Apparatuur in regenjasjes
Het miezert tijdens deze grijze ochtend, wat naadloos past bij de sfeer van deze opname. Alle crewleden dragen kaplaarzen en zelfs de apparatuur draagt regenjasjes. Alleen die arme figuranten en Van Huêt moeten letterlijk ploeteren door het slijk.

Die ondergrond helpt bepaald niet mee wat betreft tempo, want het duurt langer om iemand door de modder te verplaatsen. Alle figuranten, objecten en camera’s moeten na elke repetitie en opname namelijk weer terug naar de beginpositie bij een reset. Het jochie dat de misdienaar speelt wordt regelmatig door de crew uit de blubber getrokken en weggedragen omdat zijn laarsjes steeds vast blijven zitten. Het kind geeft geen krimp – dat scheelt.

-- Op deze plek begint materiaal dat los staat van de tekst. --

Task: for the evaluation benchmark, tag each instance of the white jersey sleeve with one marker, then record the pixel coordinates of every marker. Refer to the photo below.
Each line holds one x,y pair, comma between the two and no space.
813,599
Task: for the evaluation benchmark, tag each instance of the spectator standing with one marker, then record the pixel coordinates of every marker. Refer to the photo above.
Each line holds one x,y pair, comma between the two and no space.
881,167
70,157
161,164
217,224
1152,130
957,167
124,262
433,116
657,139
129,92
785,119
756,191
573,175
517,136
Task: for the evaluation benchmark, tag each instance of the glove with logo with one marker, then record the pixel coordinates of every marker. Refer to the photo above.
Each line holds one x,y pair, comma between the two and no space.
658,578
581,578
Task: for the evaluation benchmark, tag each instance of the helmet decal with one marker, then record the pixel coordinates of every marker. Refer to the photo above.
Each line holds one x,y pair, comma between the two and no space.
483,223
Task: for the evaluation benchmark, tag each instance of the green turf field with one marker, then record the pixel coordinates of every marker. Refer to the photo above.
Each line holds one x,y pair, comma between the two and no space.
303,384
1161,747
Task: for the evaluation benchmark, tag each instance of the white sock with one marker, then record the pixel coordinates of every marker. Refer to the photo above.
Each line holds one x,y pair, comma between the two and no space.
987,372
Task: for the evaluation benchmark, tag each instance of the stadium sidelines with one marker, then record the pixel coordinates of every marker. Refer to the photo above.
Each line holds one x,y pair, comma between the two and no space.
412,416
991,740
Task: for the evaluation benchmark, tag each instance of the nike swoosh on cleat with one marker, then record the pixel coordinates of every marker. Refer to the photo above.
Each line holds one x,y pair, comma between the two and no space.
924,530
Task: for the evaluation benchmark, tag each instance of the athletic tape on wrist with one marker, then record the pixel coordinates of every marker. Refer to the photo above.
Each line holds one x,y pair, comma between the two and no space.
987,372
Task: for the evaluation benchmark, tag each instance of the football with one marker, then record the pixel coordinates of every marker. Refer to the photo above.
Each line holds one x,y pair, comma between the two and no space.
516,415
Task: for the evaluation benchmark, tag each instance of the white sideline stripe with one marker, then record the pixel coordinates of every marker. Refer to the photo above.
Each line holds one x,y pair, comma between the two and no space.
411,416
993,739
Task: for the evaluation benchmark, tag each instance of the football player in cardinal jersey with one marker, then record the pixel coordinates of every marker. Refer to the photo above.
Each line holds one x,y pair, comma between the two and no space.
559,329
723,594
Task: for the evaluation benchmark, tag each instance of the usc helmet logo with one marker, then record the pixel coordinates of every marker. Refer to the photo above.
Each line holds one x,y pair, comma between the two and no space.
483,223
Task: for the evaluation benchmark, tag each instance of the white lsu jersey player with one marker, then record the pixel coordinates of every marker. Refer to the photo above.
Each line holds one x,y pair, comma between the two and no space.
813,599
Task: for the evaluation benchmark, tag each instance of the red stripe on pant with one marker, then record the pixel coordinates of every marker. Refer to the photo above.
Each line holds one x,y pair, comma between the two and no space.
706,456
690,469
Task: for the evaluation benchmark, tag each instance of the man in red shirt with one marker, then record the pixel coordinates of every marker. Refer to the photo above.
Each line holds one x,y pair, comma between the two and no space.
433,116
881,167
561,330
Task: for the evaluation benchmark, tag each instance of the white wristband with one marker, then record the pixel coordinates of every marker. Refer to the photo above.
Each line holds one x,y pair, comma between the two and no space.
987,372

Toch werd werken onder deze vertragende omstandigheden wel degelijk van te voren ingecalculeerd. Daartoe werd er voor dit specifieke shot niet gewerkt met dolly’s (camera’s op rails), maar met een peperdure Technocrane 50 Plus, een enorme telescopische camerakraan die doorgaans ingezet wordt voor spectaculaire, ‘vliegende’ shots bij concerten en in grote studioprogramma’s. De Iongh: “Zo hoefden we met die camera’s in ieder geval niet fysiek door de modder.”

In hoog tempo wandelt hij heen en weer tussen spelers op de set en terug naar de regisseur en de DoP, die op enige afstand achter hun monitor en camerabediening zitten. Ook voor de mannen die de Technocrane bedienen, de geluidsmensen en De Iongh’s assistent – de nóg harder rennende 2nd AD – is hij het aanspreekpunt. Iedereen doet z’n specifieke ding, de opnameleider houdt het overzicht.

Dat iedereen op de set een soort ‘eilandje’ is, ontdekte hij zelf in het begin van zijn carrière, toen hij als locatie-assistent werkte bij de opnames van de serie Annie MG (2010). “Aanvankelijk verbaasde ik me erover dat niet iedereen elkaar hielp. Maar je hebt je eigen departement; je moet je eigen winkel bewaken. Dát is je prioriteit op een set. In mijn functie heb ik met iederéén te maken.”